自然災害が発生した際、みなさんの企業ではどのような対策が取られていますか?
従業員レベルの場合、どう行動すべきかよく分からないという人も、中にはいるかもしれません。
緊急時に備え、今後企業にはどのような取り組みが求められるのでしょうか?
今回は、自然災害時における企業の対応について解説したいと思います。

企業が存続するための環境を守る

企業が取り組むべきこととして、まずは職場の環境や重要なデータ等を守ることが挙げられるでしょう。
特にデータ類は、仕事をする上で重要ですよね。
無事に復旧できたとしても、肝心なデータがなければ仕事にならない、取引ができないということも考えられるでしょう。
また、職場の設備や機械等が動かなくなってしまっても、作業ができません。

そのため、企業が仕事をする上でベースとなる、職場環境を守ることが大切になります。
それぞれ、どのような対策ができるのかを見てみましょう。
まず、データに関しては、重要なデータほど必ずバックアップを取っておくことが大切です。
これは、仕事をしている人ならば、常識かもしれません。

方法としては、バックアップ先を複数持つようにしたり、クラウドを利用したりということが考えられるでしょう。
最近は、クラウドを利用している企業も多いですから、個人でバックアップ先を複数持つだけでなく、企業としても確立させてもいいかもしれませんね。

設備面や機械類に関しては、日頃からの点検が大切になります。
それは機能面のチェックに限らず、例えば、水に弱い機械なのか、急に倒れてこないような措置を取るといったことが挙げられるでしょう。
自然災害の影響だけでなく、設備面同士のトラブルで2次被害が起こってしまっては、より復旧が困難になってしまいますよね。

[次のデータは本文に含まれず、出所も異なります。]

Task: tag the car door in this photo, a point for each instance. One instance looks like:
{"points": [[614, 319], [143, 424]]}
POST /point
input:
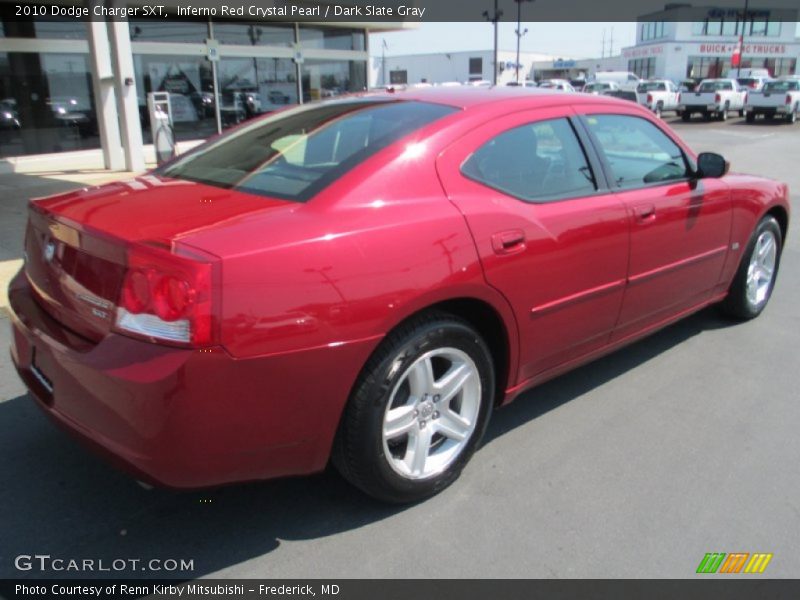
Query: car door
{"points": [[549, 235], [680, 226]]}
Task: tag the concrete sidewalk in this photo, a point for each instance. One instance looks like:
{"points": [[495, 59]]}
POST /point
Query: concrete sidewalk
{"points": [[15, 191]]}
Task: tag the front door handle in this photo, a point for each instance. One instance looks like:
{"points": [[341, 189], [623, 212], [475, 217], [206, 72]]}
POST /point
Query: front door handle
{"points": [[645, 213], [508, 242]]}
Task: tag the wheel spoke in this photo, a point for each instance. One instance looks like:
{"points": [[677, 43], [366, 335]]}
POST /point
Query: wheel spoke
{"points": [[399, 421], [452, 425], [451, 382], [420, 378], [419, 445]]}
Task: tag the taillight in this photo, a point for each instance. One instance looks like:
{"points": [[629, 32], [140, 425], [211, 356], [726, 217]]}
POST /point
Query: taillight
{"points": [[169, 297]]}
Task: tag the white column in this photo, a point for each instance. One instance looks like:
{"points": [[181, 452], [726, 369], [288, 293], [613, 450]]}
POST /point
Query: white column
{"points": [[127, 101], [105, 98]]}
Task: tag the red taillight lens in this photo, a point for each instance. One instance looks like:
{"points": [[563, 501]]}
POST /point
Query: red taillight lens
{"points": [[168, 296]]}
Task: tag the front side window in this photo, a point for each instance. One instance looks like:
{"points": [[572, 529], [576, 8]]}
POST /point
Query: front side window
{"points": [[535, 162], [637, 152], [295, 154]]}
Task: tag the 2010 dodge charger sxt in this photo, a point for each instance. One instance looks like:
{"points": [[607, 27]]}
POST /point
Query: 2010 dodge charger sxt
{"points": [[363, 280]]}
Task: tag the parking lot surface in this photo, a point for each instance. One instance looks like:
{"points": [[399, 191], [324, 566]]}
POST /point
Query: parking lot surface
{"points": [[633, 466]]}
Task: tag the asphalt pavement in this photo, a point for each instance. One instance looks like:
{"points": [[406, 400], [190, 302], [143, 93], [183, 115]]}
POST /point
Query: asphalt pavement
{"points": [[633, 466]]}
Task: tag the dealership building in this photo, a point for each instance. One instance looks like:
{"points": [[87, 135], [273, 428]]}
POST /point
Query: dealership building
{"points": [[81, 88], [683, 41]]}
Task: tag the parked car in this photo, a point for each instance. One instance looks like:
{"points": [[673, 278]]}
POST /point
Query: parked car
{"points": [[600, 87], [561, 85], [624, 79], [658, 95], [364, 279], [752, 83], [713, 98], [777, 98]]}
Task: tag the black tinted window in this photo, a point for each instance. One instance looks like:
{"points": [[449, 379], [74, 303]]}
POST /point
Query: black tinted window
{"points": [[295, 154], [534, 162], [637, 151]]}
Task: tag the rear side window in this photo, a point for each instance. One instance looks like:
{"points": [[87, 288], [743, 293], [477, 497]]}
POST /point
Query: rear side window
{"points": [[535, 162], [637, 151], [295, 154]]}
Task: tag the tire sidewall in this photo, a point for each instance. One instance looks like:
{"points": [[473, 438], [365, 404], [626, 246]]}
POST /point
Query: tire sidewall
{"points": [[739, 289], [377, 391]]}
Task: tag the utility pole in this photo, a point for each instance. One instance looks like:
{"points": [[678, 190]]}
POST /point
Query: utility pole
{"points": [[741, 41], [494, 18], [519, 33], [383, 62]]}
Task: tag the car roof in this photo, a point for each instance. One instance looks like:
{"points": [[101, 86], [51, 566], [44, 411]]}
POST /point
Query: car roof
{"points": [[466, 97]]}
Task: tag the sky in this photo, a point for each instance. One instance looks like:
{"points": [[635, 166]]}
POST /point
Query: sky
{"points": [[564, 40]]}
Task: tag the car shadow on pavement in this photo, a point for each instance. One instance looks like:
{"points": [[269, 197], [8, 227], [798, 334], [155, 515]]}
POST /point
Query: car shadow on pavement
{"points": [[552, 394], [61, 500]]}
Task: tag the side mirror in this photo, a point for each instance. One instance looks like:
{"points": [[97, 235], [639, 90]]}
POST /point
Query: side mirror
{"points": [[712, 165]]}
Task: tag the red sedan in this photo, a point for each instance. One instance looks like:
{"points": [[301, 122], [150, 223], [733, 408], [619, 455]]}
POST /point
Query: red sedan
{"points": [[363, 280]]}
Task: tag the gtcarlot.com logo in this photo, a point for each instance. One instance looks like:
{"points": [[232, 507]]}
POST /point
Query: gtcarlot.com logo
{"points": [[736, 562], [45, 563]]}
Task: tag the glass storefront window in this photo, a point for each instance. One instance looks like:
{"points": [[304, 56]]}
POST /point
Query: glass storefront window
{"points": [[332, 38], [38, 27], [168, 30], [329, 78], [46, 104], [252, 86], [254, 34], [189, 81]]}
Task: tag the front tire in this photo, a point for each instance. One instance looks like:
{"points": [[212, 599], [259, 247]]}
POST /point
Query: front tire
{"points": [[418, 410], [754, 281]]}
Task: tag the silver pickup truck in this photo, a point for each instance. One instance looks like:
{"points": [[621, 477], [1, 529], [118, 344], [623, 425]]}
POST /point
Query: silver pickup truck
{"points": [[658, 95], [780, 97], [713, 98]]}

さらに、機械類が故障した場合の対応策も、事前に考えておきましょう。
ポイントは、修理先や部品の調達先を、1か所に集中させないことです。
1か所に集中させてしまうと、その依頼先も被災してしまい何もできないのでは、本末転倒ですよね。
復旧を阻害するリスクを分散させる意味でも、1か所集中は避けるべきです。

日頃から従業員に対する防災意識を確認させる

企業にとって、設備やデータ以上に大切なのは、やはり働いてくれる従業員です。
職場環境が守られたとしても、実際に運用をするのは、人間ですよね。
そのため、日頃から防災意識を確認させるようにしてあげて下さい。
そのきっかけは、例えば避難訓練を行った際にでも構いません。

災害時は、従業員や顧客をどのようにして安全に守るか、ということも大切になります。
避難経路の確認や、災害時の対応を確認することは、仕事をする上でも求められますよね。
防災用品がきちんと点検され、備えられているだけでも安心できるでしょう。
従業員、顧客の安全面は、損害賠償等の裁判に発展しかねない部分でもありますから、企業側にとっても重要視すべきことなのです。

また、災害時の食料等も確保しておくことで、帰宅ができない人の安全を確保することにも繋がります。
このような時は、誰でも不安になってしまいますから、食料があるだけでも心強いですよね。
安心できる環境を提供できるようにするのも、企業ができる行動の1つでしょう。

そして、これらの行動は、従業員だけでなく、外部からのイメージアップにも繋がります。
例えば、防災対策がしっかりと取られている企業と、そうでない企業ならば、どちらの企業に働きたいと思いますか?
その答えは、明確ですよね。

自然災害への取り組みは、巡り巡って企業に返ってくると言ってもいいでしょう。

まとめ

自然災害に企業はどう取り組むべきか、その答えは簡単です。
それは、いざという時に復旧しやすいような職場環境を作り、従業員の安全面を確保することです。
自然災害はいつ発生するか、それによりいつ自分たちに被害が及ぶかなど、誰にも分かりません。
防災対策がしっかりしていると、従業員だけでなく外部からも印象も良くなりますから、徹底しておきましょう。